L’objectif était de présenter, à la fin de la résidence, l’avancée des répétitions de six scènes de “La Vie de Galilée”. Nos jeunes ont réussi, en seulement trois jours, à monter une pièce retraçant la vie tourmentée du savant italien.

  

Ci-dessous, un texte d’Amal Ayouch sur cette expérience :

Devoir avancer en trois jours sur la mise en scène d’un spectacle et avoir à montrer le troisième jour une présentation du travail n’a pas été une mince affaire.

Arrivée mercredi matin vers 11h à Benguerir, je retrouve l’équipe dans une salle de l’université UM6P, il a vite fallu prendre la température de l’ambiance pour opérer au mieux. Après quelques échanges, je réalise que la semaine précédente de confinement a affecté bon nombre de participants, tant sur le plan moral, que sur le fait qu’ils n’ont pas pu se retrouver pour répéter.

La bonne nouvelle, c’est que trois participants au programme MAHIR se sont joints à l’équipe, la moins bonne nouvelle, c’est que presque tous les camarades qui ne font pas partie de la troupe ont quitté Benguerir pour des stages ou autres. Nous ne pourrons donc pas compter sur leur soutien pour nous assister dans des tâches autour de la pièce, telles que nous aider dans les décors, costumes… Nous avons donc pour mission de tout faire.

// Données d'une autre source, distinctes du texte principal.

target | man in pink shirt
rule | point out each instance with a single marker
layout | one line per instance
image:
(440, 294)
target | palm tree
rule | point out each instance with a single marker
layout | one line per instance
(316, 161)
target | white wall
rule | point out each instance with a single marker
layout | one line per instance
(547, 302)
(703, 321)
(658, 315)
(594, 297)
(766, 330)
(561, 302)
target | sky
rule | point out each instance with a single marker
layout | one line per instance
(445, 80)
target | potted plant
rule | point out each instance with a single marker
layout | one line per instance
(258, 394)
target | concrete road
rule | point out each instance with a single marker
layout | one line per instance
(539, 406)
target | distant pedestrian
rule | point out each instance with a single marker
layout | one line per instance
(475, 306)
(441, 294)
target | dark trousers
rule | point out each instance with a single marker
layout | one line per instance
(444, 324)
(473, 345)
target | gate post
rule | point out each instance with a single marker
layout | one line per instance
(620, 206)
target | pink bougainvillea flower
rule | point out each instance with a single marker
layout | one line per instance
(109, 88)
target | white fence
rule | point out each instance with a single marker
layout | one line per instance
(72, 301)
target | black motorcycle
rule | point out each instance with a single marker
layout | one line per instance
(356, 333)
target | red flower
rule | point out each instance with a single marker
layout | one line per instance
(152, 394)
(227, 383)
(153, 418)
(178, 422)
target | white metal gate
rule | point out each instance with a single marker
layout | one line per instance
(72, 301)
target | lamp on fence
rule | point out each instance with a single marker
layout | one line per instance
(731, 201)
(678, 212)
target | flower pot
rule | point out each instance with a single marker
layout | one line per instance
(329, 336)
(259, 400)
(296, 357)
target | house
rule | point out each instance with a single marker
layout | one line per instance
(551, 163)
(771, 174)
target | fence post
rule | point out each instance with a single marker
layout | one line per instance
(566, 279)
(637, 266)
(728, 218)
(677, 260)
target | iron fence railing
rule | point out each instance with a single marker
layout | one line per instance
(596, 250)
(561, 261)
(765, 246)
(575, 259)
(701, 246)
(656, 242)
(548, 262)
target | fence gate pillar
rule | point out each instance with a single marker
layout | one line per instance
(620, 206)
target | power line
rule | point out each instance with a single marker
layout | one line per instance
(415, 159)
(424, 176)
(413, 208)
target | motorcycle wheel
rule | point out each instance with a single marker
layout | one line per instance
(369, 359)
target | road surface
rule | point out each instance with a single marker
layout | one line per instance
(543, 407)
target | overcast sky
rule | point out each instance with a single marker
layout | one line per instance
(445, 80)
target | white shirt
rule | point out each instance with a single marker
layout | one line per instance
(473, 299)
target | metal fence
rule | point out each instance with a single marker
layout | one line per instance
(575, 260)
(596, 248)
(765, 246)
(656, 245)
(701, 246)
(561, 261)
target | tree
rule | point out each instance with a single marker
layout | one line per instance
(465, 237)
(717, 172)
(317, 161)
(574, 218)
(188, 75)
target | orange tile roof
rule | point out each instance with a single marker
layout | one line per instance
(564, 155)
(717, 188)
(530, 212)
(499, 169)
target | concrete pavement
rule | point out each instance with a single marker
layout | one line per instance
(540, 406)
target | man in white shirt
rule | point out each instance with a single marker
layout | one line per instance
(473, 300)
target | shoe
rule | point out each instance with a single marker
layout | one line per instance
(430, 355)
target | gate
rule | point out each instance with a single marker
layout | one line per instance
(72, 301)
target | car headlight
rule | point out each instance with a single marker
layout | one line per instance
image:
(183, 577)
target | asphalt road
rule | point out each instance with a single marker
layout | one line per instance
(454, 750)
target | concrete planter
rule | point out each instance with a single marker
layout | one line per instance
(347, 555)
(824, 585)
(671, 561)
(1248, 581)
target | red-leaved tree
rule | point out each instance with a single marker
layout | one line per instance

Je décide de commencer par les dernières scènes que nous n’avons pratiquement jamais travaillées, puis de passer rapidement en revue toutes les scènes, pour donner à l’équipe une vision de l’ensemble de la pièce. Il manque des personnages qui ne sont pas encore arrivés, on met des remplaçants en espérant qu’ils arriveront vite… En fin de journée, pour motiver les jeunes et les inciter à se projeter dans un spectacle tout en prenant du plaisir, je les invite à réfléchir aux costumes. Chacun ramène des propositions pour son personnage et aussi des propositions pour les autres. Puis nous nous rendons au souk de Benguerir où nous effectuons quelques emplettes. L’ambiance est meilleure.

Jeudi matin, j’apprends qu’une des participantes qui joue deux personnages a eu une intoxication alimentaire, c’est elle qui devait aussi se charger de coudre les costumes pour les cardinaux de l’église pour qui nous avons acheté la veille un beau tissu en velours rouge. On la remplace pour avancer, en attendant qu’elle aille mieux. On répertorie au fur et à mesure les éléments de décors et accessoires dont nous aurons besoin, et après la pause déjeuner, nous nous rendons à la villa pour ramener tout ce qui peut être utile. Nous demandons de pouvoir d’ores et déjà bénéficier de la scène de l’amphithéâtre où il est prévu de jouer le lendemain. Après quelques difficultés nous pouvons avoir davantage de lumière sur scène et travailler. Mais il est déjà plus de 16h.. Vite il faut avancer et tâcher de tout revoir, cette fois avec les éléments scéniques, et pour ceux qui le peuvent en costumes. Je sens que la tension monte et que ce n’est pas idéal pour le travail. Moi-même me sens sous pression, je suis obligée de redoubler de consignes, d’être parfois très directive. Pour arriver enfin à régler la cinquième scène qui est difficile et qui marque la tension maximale de la pièce. Quand nous nous quittons il est plus de 23h30.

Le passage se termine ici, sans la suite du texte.